In fact, mezzanine’s demise has been predicted so many times, I hate to bring it up. Yet this time seems a little different because more and more mezzanine funds realize they need to morph into one of two models.
We’ll call the first model the “Sponsor Shop.” Acknowledging that rates of return for subordinated debt have shrunk to the very low teens, with no warrants or other potential for any upside, these mezzanine funds have decided to raise larger amounts of money, often in excess of $500 million, and cater to financial sponsors. They hire professionals whose sole job is to call private equity groups in hopes of providing subordinated debt for their next acquisition, refinancing or dividend recap. In essence, they are willing to sacrifice yield for volume and hope that the management fee on this larger capital base, together with a modest carried interest, continues to compensate them for their efforts.
The other model, which we’ll call the “Traditional Shop,” is raising far less capital, often $50 million to $75 million which, by participating in the SBIC leverage program, gives them $150 million to 200 million of total capital to invest. The Traditional Shops have far fewer professionals than their Sponsor Shop brethren and usually source deals through banks, accountants, attorneys and friends. Their goal is to find those smaller deals, often involving companies with EBITDA less than $10 million, where they can get not only better pricing for their subordinated debt, but also can get a warrant or equity co-invest which will enable them to realize returns of no less than 16 percent. In essence, these groups are trading volume for price, although the riskier nature of these smaller transactions justifies the higher required returns. As a result, while the management fees for these funds are modest, the opportunity to benefit from the carried interest is big.
Interestingly, both shops face challenges in raising capital. The Sponsor Shop wrestles with raising a massive $500 million, no easy feat for anyone. And limited partners often lament the modest net returns and opt for the higher returns private equity offers.
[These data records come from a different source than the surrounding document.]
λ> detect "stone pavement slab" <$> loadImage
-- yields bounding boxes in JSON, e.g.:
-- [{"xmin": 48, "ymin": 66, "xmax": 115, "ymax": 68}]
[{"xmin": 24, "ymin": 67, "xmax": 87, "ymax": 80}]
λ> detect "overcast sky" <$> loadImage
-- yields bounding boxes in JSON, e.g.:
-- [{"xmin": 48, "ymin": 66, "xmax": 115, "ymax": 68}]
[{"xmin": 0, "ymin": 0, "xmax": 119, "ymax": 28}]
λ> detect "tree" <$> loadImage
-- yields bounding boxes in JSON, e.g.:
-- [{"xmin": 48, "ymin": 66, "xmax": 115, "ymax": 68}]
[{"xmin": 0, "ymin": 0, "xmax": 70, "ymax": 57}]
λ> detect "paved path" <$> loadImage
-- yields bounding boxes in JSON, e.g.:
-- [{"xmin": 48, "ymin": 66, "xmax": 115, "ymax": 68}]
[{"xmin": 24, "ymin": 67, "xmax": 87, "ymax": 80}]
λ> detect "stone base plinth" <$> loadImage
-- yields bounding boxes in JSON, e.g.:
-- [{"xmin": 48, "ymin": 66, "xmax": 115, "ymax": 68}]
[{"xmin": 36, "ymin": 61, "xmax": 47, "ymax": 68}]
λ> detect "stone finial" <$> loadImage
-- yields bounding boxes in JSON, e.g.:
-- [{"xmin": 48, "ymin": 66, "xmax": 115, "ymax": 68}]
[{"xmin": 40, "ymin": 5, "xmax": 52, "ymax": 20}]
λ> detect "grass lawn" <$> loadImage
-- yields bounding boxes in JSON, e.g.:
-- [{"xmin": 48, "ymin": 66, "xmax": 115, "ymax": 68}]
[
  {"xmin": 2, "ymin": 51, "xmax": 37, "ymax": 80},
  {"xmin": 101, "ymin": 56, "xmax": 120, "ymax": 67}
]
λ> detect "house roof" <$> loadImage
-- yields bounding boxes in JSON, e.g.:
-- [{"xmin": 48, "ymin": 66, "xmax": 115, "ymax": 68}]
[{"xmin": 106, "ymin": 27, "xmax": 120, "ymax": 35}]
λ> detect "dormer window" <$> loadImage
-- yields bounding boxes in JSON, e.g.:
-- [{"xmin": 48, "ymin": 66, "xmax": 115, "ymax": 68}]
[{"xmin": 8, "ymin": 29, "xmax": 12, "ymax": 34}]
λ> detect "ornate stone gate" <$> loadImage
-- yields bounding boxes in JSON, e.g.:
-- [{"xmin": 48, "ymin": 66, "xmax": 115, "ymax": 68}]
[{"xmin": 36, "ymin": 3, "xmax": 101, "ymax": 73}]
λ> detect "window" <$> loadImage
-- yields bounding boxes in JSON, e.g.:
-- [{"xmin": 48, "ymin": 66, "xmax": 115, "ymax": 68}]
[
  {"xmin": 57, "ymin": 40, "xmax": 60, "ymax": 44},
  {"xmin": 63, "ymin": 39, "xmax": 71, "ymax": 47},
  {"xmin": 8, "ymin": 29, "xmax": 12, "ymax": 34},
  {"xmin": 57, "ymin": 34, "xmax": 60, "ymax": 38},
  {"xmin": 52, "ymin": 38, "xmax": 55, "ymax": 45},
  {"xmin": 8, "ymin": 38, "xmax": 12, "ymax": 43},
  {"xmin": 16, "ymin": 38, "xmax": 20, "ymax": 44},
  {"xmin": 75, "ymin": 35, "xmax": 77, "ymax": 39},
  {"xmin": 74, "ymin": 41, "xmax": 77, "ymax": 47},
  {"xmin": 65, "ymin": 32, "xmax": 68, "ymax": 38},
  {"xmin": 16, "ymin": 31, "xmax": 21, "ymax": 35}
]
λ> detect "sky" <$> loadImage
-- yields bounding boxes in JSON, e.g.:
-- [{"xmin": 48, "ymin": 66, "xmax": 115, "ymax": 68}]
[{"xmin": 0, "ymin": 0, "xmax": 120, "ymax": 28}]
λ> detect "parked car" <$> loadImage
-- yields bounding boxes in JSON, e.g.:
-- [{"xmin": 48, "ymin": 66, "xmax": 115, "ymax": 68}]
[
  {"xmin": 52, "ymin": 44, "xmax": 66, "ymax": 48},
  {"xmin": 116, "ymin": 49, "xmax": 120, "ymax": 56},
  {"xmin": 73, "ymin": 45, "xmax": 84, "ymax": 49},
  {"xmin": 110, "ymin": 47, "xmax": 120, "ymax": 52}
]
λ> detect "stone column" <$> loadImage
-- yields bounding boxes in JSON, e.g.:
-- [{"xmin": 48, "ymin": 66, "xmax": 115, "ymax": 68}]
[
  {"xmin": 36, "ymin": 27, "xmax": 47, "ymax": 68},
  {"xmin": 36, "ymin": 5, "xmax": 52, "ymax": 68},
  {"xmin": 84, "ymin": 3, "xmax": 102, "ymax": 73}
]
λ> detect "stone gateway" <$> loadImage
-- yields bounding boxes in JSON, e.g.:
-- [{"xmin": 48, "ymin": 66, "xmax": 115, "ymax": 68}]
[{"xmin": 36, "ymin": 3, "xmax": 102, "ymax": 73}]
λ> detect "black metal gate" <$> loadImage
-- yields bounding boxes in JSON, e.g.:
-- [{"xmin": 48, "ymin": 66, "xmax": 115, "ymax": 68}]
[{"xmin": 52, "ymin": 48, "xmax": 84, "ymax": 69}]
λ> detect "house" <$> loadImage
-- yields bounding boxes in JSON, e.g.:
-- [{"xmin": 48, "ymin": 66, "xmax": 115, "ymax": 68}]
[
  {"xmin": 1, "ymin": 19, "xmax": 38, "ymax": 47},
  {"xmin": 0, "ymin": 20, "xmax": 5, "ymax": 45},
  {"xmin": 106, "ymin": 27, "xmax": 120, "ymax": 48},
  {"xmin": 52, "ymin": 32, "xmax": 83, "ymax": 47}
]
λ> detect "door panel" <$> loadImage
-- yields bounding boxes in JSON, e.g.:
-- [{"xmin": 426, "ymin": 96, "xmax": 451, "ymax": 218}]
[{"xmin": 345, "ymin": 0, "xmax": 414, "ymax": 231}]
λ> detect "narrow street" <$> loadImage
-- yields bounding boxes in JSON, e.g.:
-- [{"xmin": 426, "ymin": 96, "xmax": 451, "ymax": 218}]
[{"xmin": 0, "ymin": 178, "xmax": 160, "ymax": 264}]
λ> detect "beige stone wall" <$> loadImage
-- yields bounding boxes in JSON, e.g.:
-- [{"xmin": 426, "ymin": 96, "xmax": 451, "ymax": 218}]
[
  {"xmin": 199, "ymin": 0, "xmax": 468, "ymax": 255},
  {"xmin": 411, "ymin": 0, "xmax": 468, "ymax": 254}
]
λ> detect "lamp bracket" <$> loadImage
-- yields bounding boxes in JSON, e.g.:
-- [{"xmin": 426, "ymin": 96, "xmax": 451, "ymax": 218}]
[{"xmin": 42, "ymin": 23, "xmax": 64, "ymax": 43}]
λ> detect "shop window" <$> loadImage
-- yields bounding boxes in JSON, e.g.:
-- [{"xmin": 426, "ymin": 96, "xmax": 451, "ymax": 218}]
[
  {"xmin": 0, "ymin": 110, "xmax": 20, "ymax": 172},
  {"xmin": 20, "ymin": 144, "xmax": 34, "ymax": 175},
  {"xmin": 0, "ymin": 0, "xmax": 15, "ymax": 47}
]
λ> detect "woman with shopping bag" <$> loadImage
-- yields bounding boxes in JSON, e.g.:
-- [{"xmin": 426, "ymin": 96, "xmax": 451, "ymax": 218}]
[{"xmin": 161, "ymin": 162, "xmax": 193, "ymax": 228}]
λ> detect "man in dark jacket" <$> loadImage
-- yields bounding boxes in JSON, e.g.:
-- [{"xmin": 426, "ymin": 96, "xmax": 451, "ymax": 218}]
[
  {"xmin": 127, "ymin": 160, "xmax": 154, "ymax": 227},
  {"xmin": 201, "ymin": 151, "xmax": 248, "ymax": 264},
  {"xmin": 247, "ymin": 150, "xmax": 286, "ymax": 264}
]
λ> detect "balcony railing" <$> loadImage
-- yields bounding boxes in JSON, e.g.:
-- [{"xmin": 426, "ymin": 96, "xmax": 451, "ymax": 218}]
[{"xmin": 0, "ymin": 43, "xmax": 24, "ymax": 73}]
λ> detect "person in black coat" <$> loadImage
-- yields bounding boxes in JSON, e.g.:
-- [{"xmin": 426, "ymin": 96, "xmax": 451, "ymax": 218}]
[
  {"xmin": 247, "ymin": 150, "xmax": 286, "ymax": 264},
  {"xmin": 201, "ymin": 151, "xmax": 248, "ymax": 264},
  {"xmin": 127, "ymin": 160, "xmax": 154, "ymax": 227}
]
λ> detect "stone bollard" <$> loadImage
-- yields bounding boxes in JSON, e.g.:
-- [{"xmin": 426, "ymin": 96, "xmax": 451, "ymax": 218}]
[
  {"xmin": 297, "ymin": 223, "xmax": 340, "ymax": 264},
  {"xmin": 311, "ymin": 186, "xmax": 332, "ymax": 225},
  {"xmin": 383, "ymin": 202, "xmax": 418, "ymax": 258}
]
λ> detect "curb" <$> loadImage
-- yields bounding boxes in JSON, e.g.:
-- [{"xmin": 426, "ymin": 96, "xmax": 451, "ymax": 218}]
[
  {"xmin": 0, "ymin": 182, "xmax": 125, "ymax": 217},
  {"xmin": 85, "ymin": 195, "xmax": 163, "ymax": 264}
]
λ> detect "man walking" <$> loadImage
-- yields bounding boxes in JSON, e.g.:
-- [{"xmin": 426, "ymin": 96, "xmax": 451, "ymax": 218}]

The Traditional Shop, on the other hand, faces limited partners who often disdain leverage, the SBIC regulations, and the inherent risks that come with smaller deals.
As a result, some current mezzanine providers, concerned about the burdens of continual fund raising and the limitations of just providing a subordinated debt product, are electing to become BDCs. The lower yields BDC investors are happy to accept and access to modest amounts of leverage allow these funds the ability to offer a gamut of debt products including second lien and unitranche structures.
None of these models are without problems and there continue to be a few mezzanine funds that try to thread the needle and cater to both types of borrowing groups. Although mezzanine funds are faced with more competition than ever, it is a testament to the resiliency of many mezzanine players that they are able to read the tea leaves and continually morph into what the market wants.
Ronald Kahn is a managing director with Lincoln International. The opinions expressed here are entirely his own.